Ellie put a hand over her mouth to cover an emotional hiccup, her eyes red-rimmed and glittering.
Outburst ended, Jordan felt the adrenaline bleeding out of him, guilt building up in its wake, the stirrings of suppressed chivalry and kindness coming up to the surface.
Ellie took a breath and let her fingers trail down to her throat, her gaze pleading. “I want so badly to believe you,” she said just above a whisper. “But I can’t…can’t keep doing this if it’s all just pretend. If you…” She didn’t finish, but all the same, she gave him the perfect opportunity.
This was his chance. His out. He could tell her he had no future plans and was just killing time with her.
I hate it for ya, sweetheart, but we both know this isn’t going anywhere
. He might not have another moment like this; it might be his only shot at a clean break.
Instead, he closed the distance between them, buried his hand in the soft hair at the nape of her neck, and tipped her tear-stained face up so he could kiss her.
Feather light at first, he covered her mouth with his and waited.
And waited.
And then she fell against him with a shuddered exhale and molded her lips to his.
He kissed her gracelessly, his tongue plunging deep into her mouth, sliding against her tongue, catching her lips with his teeth. He palmed her ass and pulled her in tight to his hips, until the friction of grinding against one another wasn’t enough.
Sex fixed nothing, a lesson each of his siblings had tried to impart at various times. It impaired judgment and further heated emotions that maybe should have been left alone to cool. But Jordan was sick to death of how much thinking Ellie had done for the both of them tonight.
He threaded his fingers through her belt loops and lifted her up onto the island, sending a silver mixing bowl tumbling off the other side that hit the tile with a crash. They both ignored it, her hands spearing through his hair as he started in on the dozens of dainty pearl buttons at the front of her shirt. Her chest heaved under his touch, and he flicked a glance up through his lashes to her face: her cheeks tight with drying tears, lips parted as she watched him.
The halves of her top parted and he pushed it back on her shoulders. She was left in a bra that was all sheer, buff colored lace, her breasts round and perfect, nipples rosy buds that strained against the fabric. Her hands left his hair and she slipped her blouse off her arms.

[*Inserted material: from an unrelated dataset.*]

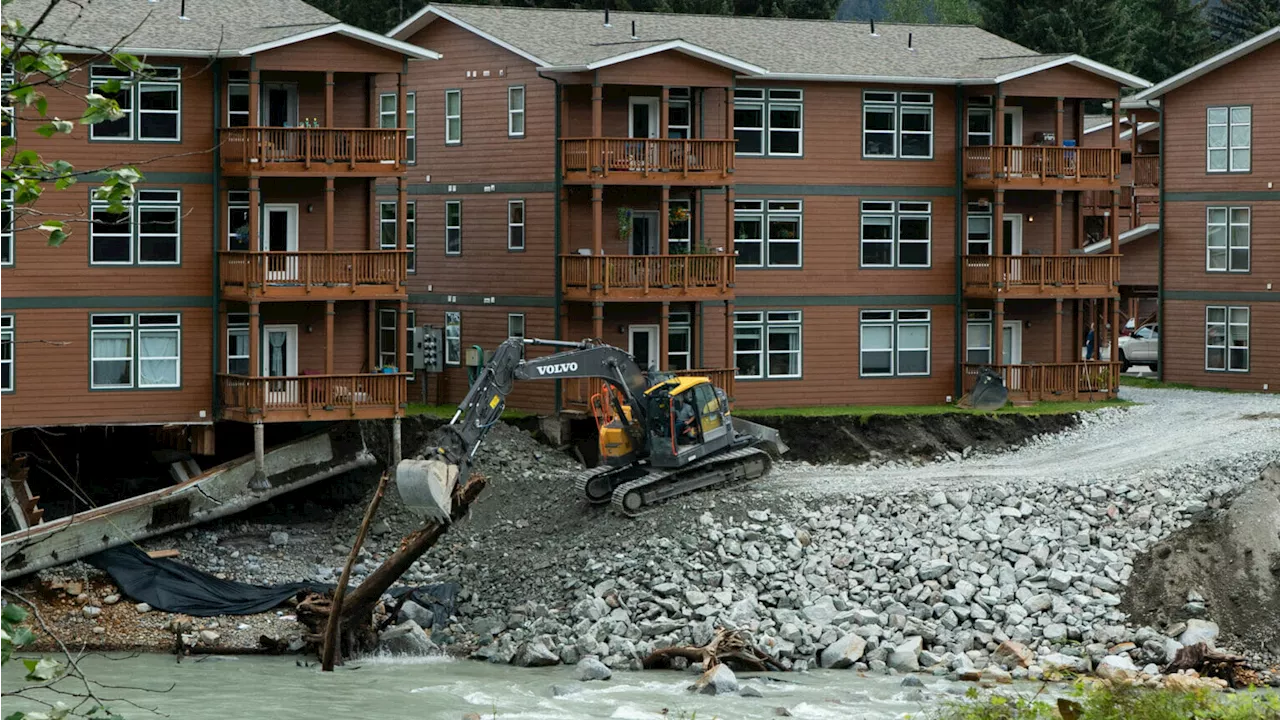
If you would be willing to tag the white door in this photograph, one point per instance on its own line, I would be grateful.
(280, 235)
(280, 360)
(643, 343)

Her bra clasp opened with a little
clip
sound and she let the straps slide down, the cups falling away.
Rarely in all his experiences had a girl ever looked better with her clothes off. With corsets and girdles, gel inserts and those damn Victoria’s Secret bras that added two cup sizes to less than stellar racks, false advertising was rampant. Ellie had breasts men dreamt about. And they were real.